Pronuncia storica della Corte internazionale di giustizia emessa il 23 luglio: gli Stati devono affrontare la “minaccia urgente ed esistenziale” del cambiamento climatico, collaborando per limitare le emissioni di gas serra. “I trattati sul cambiamento climatico stabiliscono obblighi rigorosi” e non rispettarli può costituire una violazione del diritto internazionale. In pratica i giudici dell’Aja, nei Paesi Bassi, hanno stabilito che chi inquina deve pagare per i danni climatici.

Non era affatto scontato. Il parere è arrivato dopo sei anni di quella che è stata definita la causa climatica del secolo. Il principio fissato non è vincolante ma è destinato a fare giurisprudenza: se uno Stato viola gli obblighi climatici assunti, compie un atto illecito internazionale e se deve assumere la responsabilità.

Giustizia climatica

“Due sentenze fondamentali per ottenere giustizia climatica e protezione dei diritti umani – afferma Simona Fabiani, responsabile politiche per il clima, il territorio, l’ambiente e la giusta transizione della Cgil -. Prima la sentenza di due giorni fa della Corte di Cassazione sul ricorso di Greenpeace e Re Common contro Eni, Cdp e Mef che ammette la possibilità di sottoporre a processo, anche nel nostro Paese, chi inquina e contribuisce alla crisi climatica”.

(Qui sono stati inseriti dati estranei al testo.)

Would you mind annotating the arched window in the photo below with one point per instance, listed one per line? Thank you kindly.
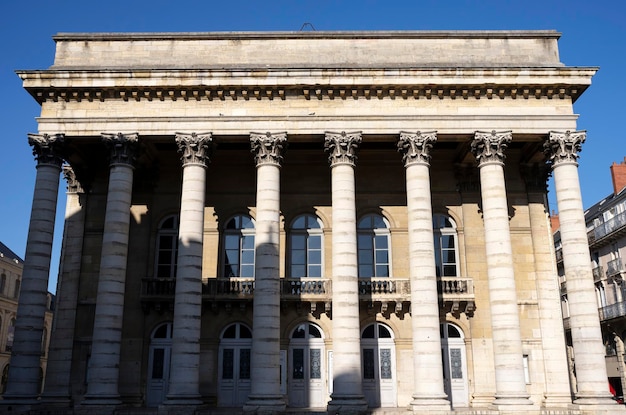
(167, 247)
(306, 247)
(446, 254)
(239, 247)
(373, 246)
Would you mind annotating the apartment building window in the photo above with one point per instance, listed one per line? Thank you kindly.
(239, 247)
(167, 247)
(305, 242)
(373, 246)
(446, 246)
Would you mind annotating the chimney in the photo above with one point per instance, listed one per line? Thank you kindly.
(618, 174)
(554, 221)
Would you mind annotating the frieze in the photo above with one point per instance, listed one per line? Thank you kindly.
(194, 148)
(268, 148)
(489, 146)
(123, 147)
(342, 147)
(47, 149)
(563, 147)
(416, 147)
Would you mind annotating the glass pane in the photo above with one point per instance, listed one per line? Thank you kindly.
(368, 364)
(228, 363)
(247, 242)
(315, 271)
(381, 241)
(385, 364)
(158, 360)
(247, 271)
(316, 364)
(298, 242)
(382, 270)
(231, 241)
(244, 364)
(315, 242)
(315, 257)
(298, 364)
(314, 333)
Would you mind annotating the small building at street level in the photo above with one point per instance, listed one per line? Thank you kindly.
(344, 222)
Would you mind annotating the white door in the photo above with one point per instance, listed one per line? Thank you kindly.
(307, 383)
(159, 365)
(455, 366)
(379, 372)
(234, 366)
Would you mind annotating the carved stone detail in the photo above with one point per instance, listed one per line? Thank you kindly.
(268, 148)
(73, 185)
(415, 147)
(47, 149)
(563, 147)
(342, 147)
(489, 146)
(195, 148)
(123, 147)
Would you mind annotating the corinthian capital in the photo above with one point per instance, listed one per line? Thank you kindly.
(123, 147)
(561, 147)
(268, 148)
(195, 148)
(489, 146)
(415, 147)
(47, 149)
(342, 147)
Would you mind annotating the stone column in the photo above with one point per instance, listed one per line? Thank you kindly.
(184, 386)
(428, 392)
(103, 375)
(265, 393)
(347, 393)
(488, 148)
(557, 391)
(23, 381)
(62, 337)
(562, 150)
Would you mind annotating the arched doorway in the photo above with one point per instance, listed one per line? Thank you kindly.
(159, 364)
(307, 377)
(234, 365)
(378, 352)
(454, 365)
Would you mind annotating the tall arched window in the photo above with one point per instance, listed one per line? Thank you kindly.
(446, 251)
(373, 245)
(167, 247)
(306, 247)
(239, 247)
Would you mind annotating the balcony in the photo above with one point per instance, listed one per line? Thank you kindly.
(456, 293)
(613, 228)
(598, 274)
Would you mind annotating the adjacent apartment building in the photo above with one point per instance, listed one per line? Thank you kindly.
(606, 234)
(310, 221)
(10, 282)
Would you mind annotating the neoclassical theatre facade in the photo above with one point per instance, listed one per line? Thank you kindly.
(309, 221)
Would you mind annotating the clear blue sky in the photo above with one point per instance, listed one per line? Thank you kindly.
(593, 34)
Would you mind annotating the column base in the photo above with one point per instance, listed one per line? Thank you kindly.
(265, 404)
(346, 404)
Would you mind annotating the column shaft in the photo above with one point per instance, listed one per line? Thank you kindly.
(23, 383)
(58, 370)
(103, 375)
(347, 373)
(265, 354)
(505, 323)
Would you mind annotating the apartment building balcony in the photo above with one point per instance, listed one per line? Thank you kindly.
(383, 294)
(598, 273)
(607, 231)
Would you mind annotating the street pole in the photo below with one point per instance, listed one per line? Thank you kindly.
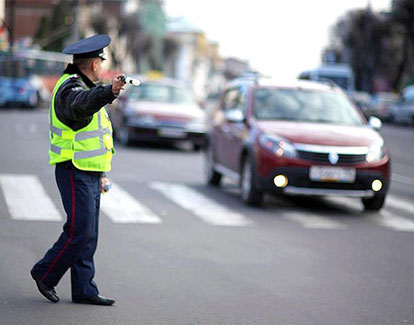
(11, 27)
(75, 21)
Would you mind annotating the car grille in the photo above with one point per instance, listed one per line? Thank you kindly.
(323, 157)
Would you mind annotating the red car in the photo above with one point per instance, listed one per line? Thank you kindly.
(304, 138)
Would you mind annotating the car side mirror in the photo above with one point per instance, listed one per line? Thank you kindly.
(375, 123)
(234, 116)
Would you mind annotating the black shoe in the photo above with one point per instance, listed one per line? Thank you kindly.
(47, 292)
(97, 300)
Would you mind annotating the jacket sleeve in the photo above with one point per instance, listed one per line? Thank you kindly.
(79, 103)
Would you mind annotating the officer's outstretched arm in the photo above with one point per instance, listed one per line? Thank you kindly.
(80, 103)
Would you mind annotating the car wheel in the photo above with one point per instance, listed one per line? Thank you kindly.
(196, 147)
(375, 203)
(251, 194)
(125, 136)
(212, 176)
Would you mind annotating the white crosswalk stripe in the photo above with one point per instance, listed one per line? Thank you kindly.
(203, 207)
(312, 221)
(121, 207)
(394, 222)
(26, 198)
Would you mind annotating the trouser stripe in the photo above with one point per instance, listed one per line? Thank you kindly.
(72, 226)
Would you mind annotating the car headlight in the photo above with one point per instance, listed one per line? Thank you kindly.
(375, 152)
(196, 126)
(277, 145)
(141, 120)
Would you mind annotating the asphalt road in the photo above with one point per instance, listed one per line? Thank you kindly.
(294, 261)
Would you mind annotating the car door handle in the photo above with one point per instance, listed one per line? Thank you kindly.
(226, 129)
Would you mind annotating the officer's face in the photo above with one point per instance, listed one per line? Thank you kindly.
(97, 68)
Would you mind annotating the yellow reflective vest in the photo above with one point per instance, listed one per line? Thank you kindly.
(90, 148)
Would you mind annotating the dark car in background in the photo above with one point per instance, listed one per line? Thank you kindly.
(159, 110)
(19, 87)
(303, 138)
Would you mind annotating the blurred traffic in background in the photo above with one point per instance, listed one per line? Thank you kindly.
(368, 54)
(311, 102)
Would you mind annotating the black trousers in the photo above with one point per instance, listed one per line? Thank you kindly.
(81, 193)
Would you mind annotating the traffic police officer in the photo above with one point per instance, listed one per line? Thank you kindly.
(81, 147)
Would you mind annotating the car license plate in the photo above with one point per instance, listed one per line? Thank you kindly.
(171, 133)
(332, 174)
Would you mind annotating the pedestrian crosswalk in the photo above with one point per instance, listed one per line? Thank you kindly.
(122, 207)
(27, 199)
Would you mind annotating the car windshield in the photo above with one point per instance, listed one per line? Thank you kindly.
(161, 93)
(305, 106)
(340, 81)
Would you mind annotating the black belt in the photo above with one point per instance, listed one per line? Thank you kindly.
(69, 165)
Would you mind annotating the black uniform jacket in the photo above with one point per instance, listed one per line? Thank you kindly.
(78, 98)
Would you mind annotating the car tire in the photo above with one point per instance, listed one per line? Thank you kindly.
(196, 147)
(250, 192)
(375, 203)
(125, 136)
(212, 176)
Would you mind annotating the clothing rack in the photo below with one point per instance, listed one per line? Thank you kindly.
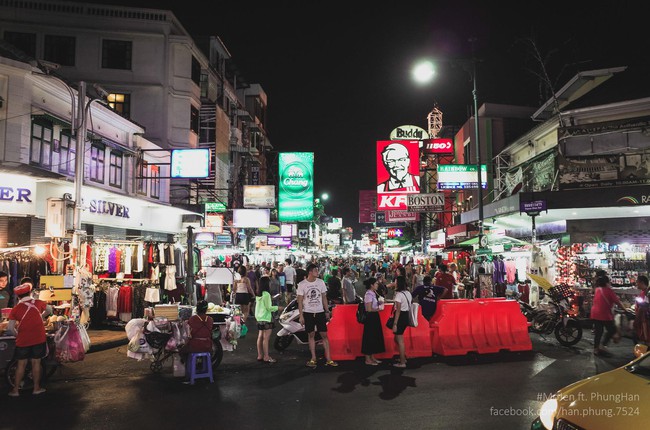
(124, 279)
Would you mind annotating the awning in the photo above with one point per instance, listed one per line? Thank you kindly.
(494, 240)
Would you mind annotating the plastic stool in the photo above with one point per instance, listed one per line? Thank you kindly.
(206, 366)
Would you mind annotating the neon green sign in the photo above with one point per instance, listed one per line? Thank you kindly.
(296, 187)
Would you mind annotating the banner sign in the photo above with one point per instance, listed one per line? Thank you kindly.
(398, 173)
(259, 196)
(215, 207)
(460, 176)
(401, 216)
(380, 221)
(367, 206)
(426, 202)
(604, 170)
(408, 132)
(296, 188)
(438, 146)
(532, 207)
(278, 241)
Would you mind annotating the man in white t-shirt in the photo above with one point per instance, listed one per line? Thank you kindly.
(314, 313)
(289, 276)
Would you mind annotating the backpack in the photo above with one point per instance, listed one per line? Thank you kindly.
(414, 310)
(361, 312)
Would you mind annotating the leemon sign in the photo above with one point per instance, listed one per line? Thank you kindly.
(296, 187)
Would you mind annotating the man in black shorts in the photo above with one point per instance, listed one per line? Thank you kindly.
(314, 313)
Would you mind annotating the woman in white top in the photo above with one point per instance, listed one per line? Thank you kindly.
(402, 302)
(244, 292)
(417, 278)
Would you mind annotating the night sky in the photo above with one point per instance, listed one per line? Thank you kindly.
(337, 74)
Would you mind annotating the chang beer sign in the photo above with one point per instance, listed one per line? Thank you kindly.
(408, 132)
(296, 187)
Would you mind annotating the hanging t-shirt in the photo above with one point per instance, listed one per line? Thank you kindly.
(312, 293)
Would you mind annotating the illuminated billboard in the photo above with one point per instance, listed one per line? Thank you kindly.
(190, 163)
(296, 187)
(460, 176)
(398, 172)
(259, 196)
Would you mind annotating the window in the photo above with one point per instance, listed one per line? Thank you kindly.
(141, 179)
(26, 42)
(41, 147)
(120, 103)
(155, 182)
(194, 120)
(116, 54)
(97, 163)
(196, 71)
(66, 154)
(115, 169)
(59, 49)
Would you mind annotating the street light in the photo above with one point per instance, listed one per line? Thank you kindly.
(425, 71)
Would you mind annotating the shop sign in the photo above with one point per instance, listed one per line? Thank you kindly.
(439, 146)
(109, 208)
(401, 216)
(460, 176)
(215, 207)
(259, 196)
(426, 202)
(408, 132)
(534, 207)
(380, 221)
(12, 194)
(394, 233)
(296, 187)
(398, 172)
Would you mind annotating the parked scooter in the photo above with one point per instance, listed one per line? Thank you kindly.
(292, 329)
(558, 316)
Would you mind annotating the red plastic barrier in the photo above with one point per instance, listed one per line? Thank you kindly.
(480, 325)
(345, 334)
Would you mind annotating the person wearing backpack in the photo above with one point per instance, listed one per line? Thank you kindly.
(427, 296)
(401, 309)
(372, 341)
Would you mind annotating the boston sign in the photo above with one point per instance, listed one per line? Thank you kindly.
(426, 202)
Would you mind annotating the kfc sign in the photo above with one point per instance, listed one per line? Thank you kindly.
(438, 146)
(398, 172)
(394, 233)
(387, 202)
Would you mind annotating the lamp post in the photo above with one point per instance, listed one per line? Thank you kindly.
(478, 149)
(424, 72)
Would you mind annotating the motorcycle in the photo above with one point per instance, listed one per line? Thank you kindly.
(292, 329)
(558, 315)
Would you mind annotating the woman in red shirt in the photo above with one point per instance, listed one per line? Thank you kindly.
(602, 315)
(30, 340)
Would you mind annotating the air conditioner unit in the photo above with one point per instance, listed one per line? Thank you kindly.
(59, 217)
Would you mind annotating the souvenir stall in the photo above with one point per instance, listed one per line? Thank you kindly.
(121, 279)
(578, 263)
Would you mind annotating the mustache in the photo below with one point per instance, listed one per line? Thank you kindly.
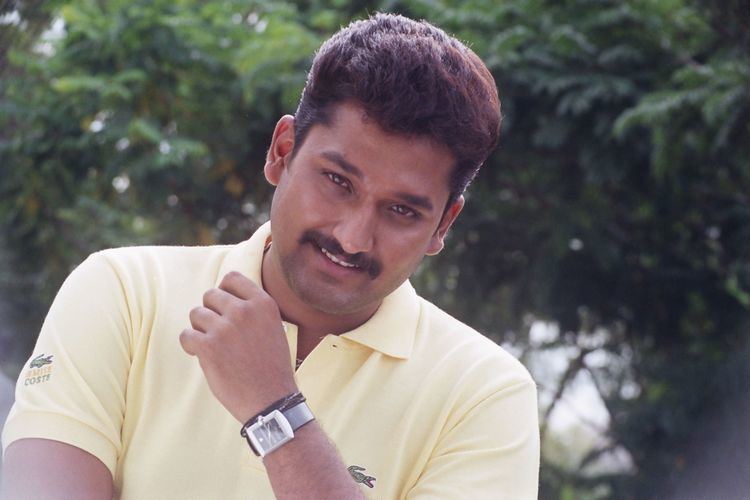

“L’altra è la sentenza di ieri della Corte internazionale di giustizia – aggiunge Fabiani - che sancisce la responsabilità degli Stati per le violazioni illecite di obblighi internazionali in materia di clima, vincolandoli legalmente a ridurre le proprie emissioni di gas serra e a risarcire coloro che già ne subiscono le conseguenze. Due pronunce che puntano a rendere vincolanti gli impegni climatici e a colpire le responsabilità di chi non li rispetta anche con il risarcimento di chi ne subisce i danni. Per la Cgil è un passaggio fondamentale per ripristinare la giustizia climatica e il rispetto del principio chi inquina paghi”.

Conseguenze dirompenti

Le conseguenze giuridiche della pronuncia della Corte dell’Aja potranno essere dirompenti. Prima fra tutte, la riparazione integrale agli Stati lesi sotto forma di restituzione, indennizzo e soddisfazione, a condizione che possa essere dimostrato un nesso causale sufficientemente diretto e certo tra l’atto illecito e il danno.

Quindi la compensazione economica potrà essere riconosciuta se si riesce a dimostrare il collegamento tra le emissioni di gas serra da parte di uno Stato e l’evento meteorologico estremo che ha colpito un altro.

Il parere unanime, 130 pagine lette dal presidente della Corte internazionale, il giapponese Yuji Iwasawa, apre quindi la strada alle cause climatiche che peraltro da tempo si moltiplicano nel mondo e che hanno già prodotto diverse pronunce.

Dall’arcipelago Vanuatu all’Aja

Tutto merito di un gruppo di giovani attivisti del Pacific Island Students Fighting Climate Change, che ha avuto un ruolo determinante nella campagna per arrivare a questa risoluzione, fin dal 2019: hanno spinto Vanuatu, un arcipelago del Pacifico che conta appena 300mila abitanti, a intentare la causa che ha chiesto alla Corte quali responsabilità hanno gli Stati nell’affrontare il cambiamento climatico. Un percorso lungo e tortuoso che ha visto unire le forze dei giovani provenienti da Asia, Africa, America Latina ed Europa, organizzandosi come World’s Youth for Climate Justice e fare pressioni sui rappresentanti statali.

Non è un caso che l’iniziativa sia partita proprio da lì: le isole del Pacifico sono in prima linea nel cambiamento climatico, nonostante siano responsabili di meno dell’1 per cento delle emissioni globali di gas serra. Nel suo rapporto del 2018, L’Ipcc, il gruppo intergovernativo sul cambiamento climatico dell’Onu, ha aveva confermato che, se non verranno adottate misure drastiche a livello globale per ridurre le emissioni di gas serra, le isole del Pacifico cesseranno di esistere, minacciate dall’innalzamento del livello del mare, dal riscaldamento degli oceani e dall’acidificazione delle acque marine.

Una vittoria per il Pianeta

Dopo un lungo iter, si è arrivati alla pronuncia di ieri, accolta con favore dal segretario generale delle Nazioni Unite António Guterres, che ha dichiarato che l'obiettivo dell'Accordo di Parigi sul clima deve essere la base di tutte le politiche climatiche. “Questa è una vittoria per il nostro Pianeta, per la giustizia climatica e per il potere dei giovani di fare la differenza – ha detto -. Il mondo deve rispondere”.